US china trade war
"Les Chinois nous violent et le Canada tue nos agriculteurs ! De telles affirmations mélodramatiques de Trump trouvent un écho chez de nombreux Américains, car les effets de la mondialisation ont été dévastateurs pour la moitié de la population. A son crédit, Trump se plaint du déficit commercial depuis trente ans - il se plaignait des Japonais déjà dans les années 1980. Cependant, il simplifie énormément trop la question et les solutions. Il s'agit d'un sujet important qui exige une réflexion sérieuse.

Qu'est-ce que le déficit commercial ?

En termes simples, la balance commerciale est la différence entre nos exportations et nos importations. Si nous exportons plus que nous importons, nous avons un excédent commercial ; mais si nous importons plus que nous exportons, hélas, nous avons un déficit commercial !

Pourquoi le déficit commercial est mauvais

Le déficit commercial est un transfert de richesse.

Comme notre Banque fédérale de réserve crée de la monnaie fiduciaire à partir de rien, il est difficile de voir les effets négatifs des déficits commerciaux. Cependant, imaginez un instant que tout le commerce se fasse avec l'or. Chaque année où nous avons un déficit commercial, nos réserves d'or diminueront, et nous pouvons alors clairement voir que le déficit commercial perpétuel n'est pas soutenable.

Une autre facette du déficit commercial est son impact sur la masse monétaire. Disons que vous dépensez 1 000 $ en bijoux dans un magasin local. Ce n'est pas une transaction unique. Le bijoutier peut dépenser cet argent dans un magasin de meubles, dont le propriétaire utilise cet argent pour payer son employé, qui l'utilise pour payer son loyer, que le propriétaire utilise pour acheter des provisions, et ainsi de suite. Ainsi, l'effet économique de 1 000 $ peut être plusieurs fois sa valeur.

Imaginez maintenant l'effet catalytique de 9 billions de dollars ! C'est l'énorme stimulus économique que nous avons perdue au cours des deux dernières décennies en raison du déficit commercial.

US trade balance 2000 - 20007

Balance commerciale des États-Unis de 2000 à 2007 (en milliards de dollars US).
Les symptômes des emplois perdus

Le corollaire du déficit commercial est que les Américains ne produisent pas les biens dont ils font l'importation. Bien sûr, aucun pays n'est autosuffisant à 100 %, mais tout ce qu'ils importent représente potentiellement un emploi américain perdu.

Blâmer la Chine ? Pas si vite !

Blâmer la Chine, qui est aussi une superpuissance économique montante, est politiquement parlant gagnant. Oui, nous avons le plus grand déficit commercial avec la Chine - environ 380 milliards de dollars - mais ce chiffre est faux.

Regardez un iPhone assemblé en Chine et expédié aux États-Unis. Notre département du commerce revendiquera un déficit commercial entre les États-Unis et la Chine d'environ 600 $ sur cet iPhone. En réalité, la Chine ne reçoit qu'environ 40 $ sur ces 600 $ parce qu'une entreprise chinoise se contente d'assembler diverses pièces coûteuses provenant du Japon, de la Corée du Sud, de Taïwan, etc.

Ainsi, notre véritable déficit commercial avec la Chine représente environ la moitié du chiffre officiel.

Mais les maths deviennent de plus en plus obscures !

Le déficit commercial ne tient pas compte non plus des effets des opérations à l'étranger, des investissements étrangers, etc.
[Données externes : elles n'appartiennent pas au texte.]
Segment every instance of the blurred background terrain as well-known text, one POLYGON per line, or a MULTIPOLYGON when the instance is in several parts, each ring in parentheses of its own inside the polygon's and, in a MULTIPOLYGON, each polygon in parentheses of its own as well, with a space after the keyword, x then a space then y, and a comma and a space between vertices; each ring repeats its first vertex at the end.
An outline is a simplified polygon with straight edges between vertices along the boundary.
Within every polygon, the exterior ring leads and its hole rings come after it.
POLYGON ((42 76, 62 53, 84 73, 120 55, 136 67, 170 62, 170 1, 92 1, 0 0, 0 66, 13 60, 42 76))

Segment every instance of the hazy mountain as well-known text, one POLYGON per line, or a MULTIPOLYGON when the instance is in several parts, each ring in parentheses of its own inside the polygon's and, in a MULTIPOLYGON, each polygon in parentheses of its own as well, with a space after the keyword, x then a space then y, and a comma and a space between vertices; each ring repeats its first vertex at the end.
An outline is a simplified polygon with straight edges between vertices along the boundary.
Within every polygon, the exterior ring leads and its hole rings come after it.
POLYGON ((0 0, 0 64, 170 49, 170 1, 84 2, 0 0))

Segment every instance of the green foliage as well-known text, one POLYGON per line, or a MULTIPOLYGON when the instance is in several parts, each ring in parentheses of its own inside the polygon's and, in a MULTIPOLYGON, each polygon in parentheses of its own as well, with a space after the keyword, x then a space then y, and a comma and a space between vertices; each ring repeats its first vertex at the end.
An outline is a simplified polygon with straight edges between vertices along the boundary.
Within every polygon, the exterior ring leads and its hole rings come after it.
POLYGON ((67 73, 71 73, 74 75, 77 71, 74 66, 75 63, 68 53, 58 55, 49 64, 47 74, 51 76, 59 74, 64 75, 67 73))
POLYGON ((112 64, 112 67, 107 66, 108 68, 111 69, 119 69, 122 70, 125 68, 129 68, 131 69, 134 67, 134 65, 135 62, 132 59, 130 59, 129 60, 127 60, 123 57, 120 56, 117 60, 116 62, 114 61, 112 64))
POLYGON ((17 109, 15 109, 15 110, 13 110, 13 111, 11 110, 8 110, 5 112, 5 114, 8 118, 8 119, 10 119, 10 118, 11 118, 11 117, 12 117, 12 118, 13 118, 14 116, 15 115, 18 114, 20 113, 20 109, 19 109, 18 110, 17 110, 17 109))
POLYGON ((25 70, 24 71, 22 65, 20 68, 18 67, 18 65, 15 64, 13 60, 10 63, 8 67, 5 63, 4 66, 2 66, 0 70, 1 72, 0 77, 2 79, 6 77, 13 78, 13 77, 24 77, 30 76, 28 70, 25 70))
Considérez que General Motors vend plus de voitures en Chine qu'aux États-Unis. Les bénéfices que GM tire de ces voitures représentent un transfert de richesse de la Chine vers les États-Unis. De même, des sociétés américaines telles que Starbucks, McDonald's, KFC, des marques de vêtements, des chaînes hôtelières, etc. ont des dizaines de milliers de succursales dans le monde entier. Les bénéfices de toutes ces activités sont ignorés dans les chiffres du déficit commercial.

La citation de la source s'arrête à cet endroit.